Reflecting risk in forecasts is a simple concept and one that may seem easy to put into practice, but managers commonly ignore the uncertainties and simply collapse their forecasts into averages instead. We often see this in predictions of project completion timelines. Consider a project with 10 parallel tasks. Each task should take between three and nine months, with an average completion time of six months for all of them. If the 10 tasks are independent and the durations are distributed according to a triangular distribution, chances are less than one in 1,000 that the project will be completed in six months, and the duration will be close to eight months. But using the six-month figure instead offers an almost irresistible temptation; after all, that’s the average input.
Despite the potential that point estimates carry for misleading decision makers, many firms default to them in forecasts. For example, Airbus and Boeing present passenger traffic and freight traffic annual growth rates over a 20-year horizon as point estimates in their respective biannual “Global Market Forecast” and “Current Market Outlook” reports. Although a close reading of the reports suggests that the forecasters considered ranges when generating the forecasts — and even conducted sensitivity analyses to understand the implications of different assumptions — such scenarios are not reported. A forecast showing the range and not just the average would be more valuable in making plans, and would help the industry avoid overconfidence.

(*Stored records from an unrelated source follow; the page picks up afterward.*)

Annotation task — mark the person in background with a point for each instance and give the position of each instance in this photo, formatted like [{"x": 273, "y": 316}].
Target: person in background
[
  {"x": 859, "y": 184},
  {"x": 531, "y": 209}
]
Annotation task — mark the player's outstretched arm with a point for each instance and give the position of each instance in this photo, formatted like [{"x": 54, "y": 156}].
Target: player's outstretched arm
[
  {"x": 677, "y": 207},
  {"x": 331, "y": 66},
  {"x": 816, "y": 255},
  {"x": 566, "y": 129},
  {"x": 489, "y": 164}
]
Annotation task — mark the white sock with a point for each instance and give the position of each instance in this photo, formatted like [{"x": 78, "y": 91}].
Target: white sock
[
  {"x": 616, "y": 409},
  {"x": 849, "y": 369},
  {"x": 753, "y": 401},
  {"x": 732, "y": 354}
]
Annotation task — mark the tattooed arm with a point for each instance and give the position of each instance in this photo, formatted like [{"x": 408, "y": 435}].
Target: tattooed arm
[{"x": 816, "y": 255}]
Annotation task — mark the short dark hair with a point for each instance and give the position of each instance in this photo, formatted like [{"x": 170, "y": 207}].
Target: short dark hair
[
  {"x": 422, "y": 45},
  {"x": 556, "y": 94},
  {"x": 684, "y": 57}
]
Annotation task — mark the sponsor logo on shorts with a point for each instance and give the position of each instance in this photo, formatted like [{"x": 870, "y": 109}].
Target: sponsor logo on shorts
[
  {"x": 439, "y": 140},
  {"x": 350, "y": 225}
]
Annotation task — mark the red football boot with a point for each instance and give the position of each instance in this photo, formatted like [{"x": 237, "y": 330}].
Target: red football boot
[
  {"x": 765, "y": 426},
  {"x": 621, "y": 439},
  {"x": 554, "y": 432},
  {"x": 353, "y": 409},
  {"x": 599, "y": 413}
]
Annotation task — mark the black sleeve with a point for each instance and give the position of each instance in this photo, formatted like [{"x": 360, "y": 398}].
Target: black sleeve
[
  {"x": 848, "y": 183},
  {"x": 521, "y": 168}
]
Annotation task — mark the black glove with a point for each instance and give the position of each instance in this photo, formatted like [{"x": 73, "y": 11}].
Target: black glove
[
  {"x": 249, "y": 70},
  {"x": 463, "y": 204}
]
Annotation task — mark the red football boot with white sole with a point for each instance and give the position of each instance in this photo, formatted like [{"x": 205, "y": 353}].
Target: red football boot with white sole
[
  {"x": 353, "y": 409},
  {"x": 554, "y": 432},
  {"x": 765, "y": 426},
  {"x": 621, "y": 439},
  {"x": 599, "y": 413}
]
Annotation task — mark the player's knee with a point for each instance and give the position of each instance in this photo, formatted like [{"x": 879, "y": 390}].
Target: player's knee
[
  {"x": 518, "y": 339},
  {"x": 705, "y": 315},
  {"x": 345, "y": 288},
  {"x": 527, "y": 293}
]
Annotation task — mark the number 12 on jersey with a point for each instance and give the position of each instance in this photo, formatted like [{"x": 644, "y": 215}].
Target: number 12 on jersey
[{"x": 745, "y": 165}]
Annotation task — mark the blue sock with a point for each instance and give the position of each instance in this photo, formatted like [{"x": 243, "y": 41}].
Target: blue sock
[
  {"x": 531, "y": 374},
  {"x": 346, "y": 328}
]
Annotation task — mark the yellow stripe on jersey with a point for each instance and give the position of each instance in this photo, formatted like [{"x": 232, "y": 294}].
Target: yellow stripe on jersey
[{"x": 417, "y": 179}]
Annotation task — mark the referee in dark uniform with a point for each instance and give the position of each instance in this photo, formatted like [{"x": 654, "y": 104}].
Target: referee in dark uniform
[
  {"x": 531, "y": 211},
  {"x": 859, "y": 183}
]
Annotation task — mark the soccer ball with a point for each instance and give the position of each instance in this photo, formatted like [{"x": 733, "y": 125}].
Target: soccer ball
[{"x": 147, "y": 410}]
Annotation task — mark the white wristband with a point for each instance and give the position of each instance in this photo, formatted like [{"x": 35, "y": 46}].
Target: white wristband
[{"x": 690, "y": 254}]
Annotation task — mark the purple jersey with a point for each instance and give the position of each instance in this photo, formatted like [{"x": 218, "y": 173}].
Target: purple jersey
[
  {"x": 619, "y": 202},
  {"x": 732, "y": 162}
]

In short, forecasting should not be treated as a game of chance, in which we win by getting closest to the eventual outcome. Occasionally being “right” with a particular prediction creates no real benefit and can in fact lead to a false sense of security. No one can produce correct point forecasts time and time again. Instead, it’s better to use the range of possible outcomes as a learning tool: a way to explore scenarios and to prepare for an inherently uncertain future.
Drivers of Uncertainty
The most useful forecasts do not merely document the range of uncertainties; they explain why the future may turn in different directions. They do this by “decomposing” the future into its component parts — the driving forces that determine the behavior of the system. Just asking “Why might this happen?” and “What would happen as a result?” helps to uncover possible outcomes that were previously unknown. Recasting the driving forces as metrics, in turn, leads to better forecasts.
For example, the general business cycle is a driving force that determines much of the demand in the appliance industry. Key economic metrics, such as housing starts, affect the sales of new units, but a consumer’s decision to replace or repair a broken dishwasher also depends on other factors related to the business cycle, such as levels of unemployment and consumer confidence. With metrics estimating these factors in hand, companies in that industry — including the Whirlpool Corporation in the U.S. and its leading European competitor, AB Electrolux — use sophisticated macroeconomic models to predict overall industry sales and, ultimately, their share of the sales.
Here, too, the effective use of metrics requires an embrace of uncertainty. Simply focusing on the output of the model (the projected sales figures) rather than the input (such as unemployment and consumer confidence) can actually do more harm than good. Whirlpool’s planners use their industry forecast models to focus executive attention, not replace it. The planners present the model for the upcoming year or quarter, describing the logic that has led them to choose these particular levels of demand and the reason the outcomes are meaningful. Executives can set plans that disagree with the forecasters’ predictions, but everyone has to agree on which input variables reflect an overly optimistic or pessimistic future. Even more important, managers can begin influencing some of the driving forces: For example, they can work with retail partners to encourage remodeling-driven demand to offset a drop in housing starts.